Caratteristica che al lettore-forte non sfugge, è il modo in cui i titoli dei romanzi, negli anni, continuano a ripetersi o a rigirarsi a modo loro. Se cercassimo «Paradiso perduto», per esempio, troveremmo che ben due autori – che poco hanno in comune – hanno firmato un romanzo con questo titolo: John Milton e Henry Miller.

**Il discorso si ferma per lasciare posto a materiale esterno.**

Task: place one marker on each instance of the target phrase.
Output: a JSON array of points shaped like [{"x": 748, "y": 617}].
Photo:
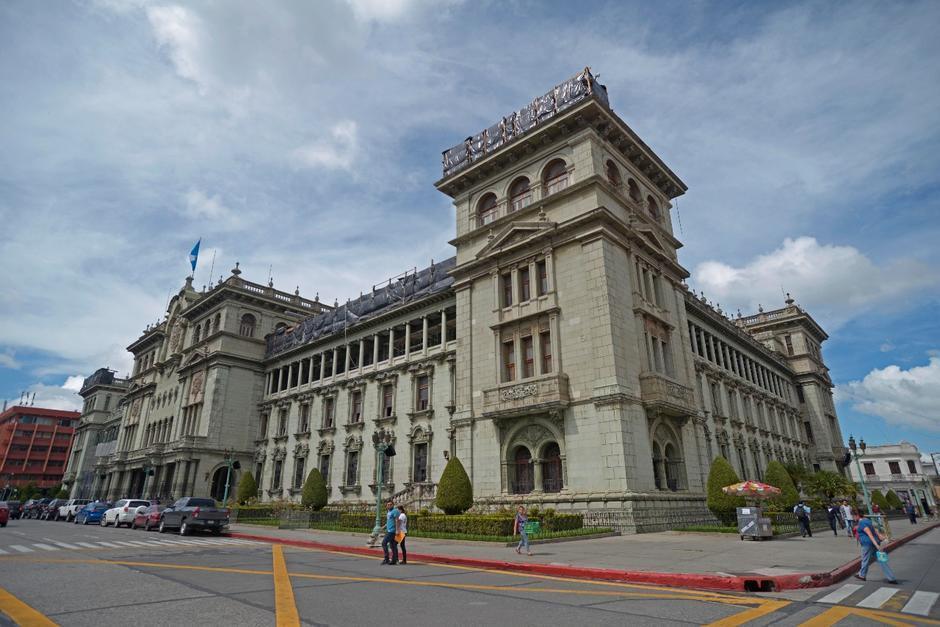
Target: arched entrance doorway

Nel primo caso si tratta di un poema biblico sulla caduta dell’uomo, Dio condanna Satana e caccia Adamo ed Eva dal Paradiso Terrestre. Nel secondo romanzo (autobiografico) il Paradiso è un’elevazione: Conrad Monricand è in difficoltà e così Miller convince la moglie a ospitarlo «fino alla fine dei suoi giorni» a casa loro in California, nel paradiso perduto di Big Sur. Procedendo per assonanza, invece, la ricerca porterebbe a Troppi paradisi di Walter Siti. In questo caso, il protagonista è ossessionato: dal paradiso personale, che gli manca, e dai troppi paradisi collettivi con cui l’Occidente consuma se stesso.
La domanda che accomuna queste tre opere è: cosa ci aspettiamo da un paradiso?